For embedded reversing your major architectures are: x86, MIPs, ARM, and PPC. Despite what some of my amigos think PowerPC is far from dying. I say this because it is the predominate architecture that I see in the devices I’ve worked on.
Algorithms
Data structures and algorithms help out because you can start to see patterns in disassembly and will be able to know whats going on a lot faster. Aside from that, just being able to identify structures in disassembly will often bring large portions of code together for you and make your life a lot easier.
Symbols
Every so often a vendors development team will screw up and forget to strip symbols from an updated firmware image they push out. When this happens you better be on your game because they will pull it from their site in minutes upon realizing what they did. Most often firmware images do not contain symbols which makes life a lot harder. When you have 40-60,000 unnamed functions, no imports, no exports….nothing it makes life a bitch. Sometimes you can get around pretty well with just string references and figure out whats going on.
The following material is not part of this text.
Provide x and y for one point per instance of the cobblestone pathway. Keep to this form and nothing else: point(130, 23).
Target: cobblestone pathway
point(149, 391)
Any little bit helps but sometimes it would just be so much easier to have symbols ):
Slow Roll Your Analysis
In July of last year Cody Pierce wrote a blog post on DVLABS about cross references. One of the things he bought up was identifying common functions and clearing them out early on. As you are going through a firmware image that has 60,000 functions would you prefer to repeatedly see CALL loc_67499 or would you rather see CALL print_to_term. Instead of going straight to my objective I run an idapython script that loops through and counts the number of xrefs to each function. What I will do is start at the top and work my way down. Usually performing analysis on the first 20 or so functions because they are the most xrefed functions in the image. Later you realize the pay off from this as you are going through code and you see named functions instead of CALL loc_addr/sub_addr names.
Magic Numbers
Get intimately familiar with magic numbers! From ELF to compression they will come in handy if you have them embedded into your brain. Most firmware images are compressed with some algorithm, in some cases you will see numerous compression blocks. Being able to identify these numbers in a hexeditor will save you a lot of time when trying to find what you are really looking for. Many times the first few segments are not compressed and consist of bootloader code and the decompression routine. The meat of what you are looking for is most likely compressed!
HexEditor
This is another thing you need to have a good relationship with. Unlike PE files and ELF files you can’t just drop a binary image into IDA Pro and get magical results. You will need to open the binary in a hex editor first, identify structs and code from the bootloader and decompression routine. Your hex editor will also come in very handy when mapping the general layout of the image. Your next logical place in the hex editor is to remove the data before your compressed code so you can decompress it.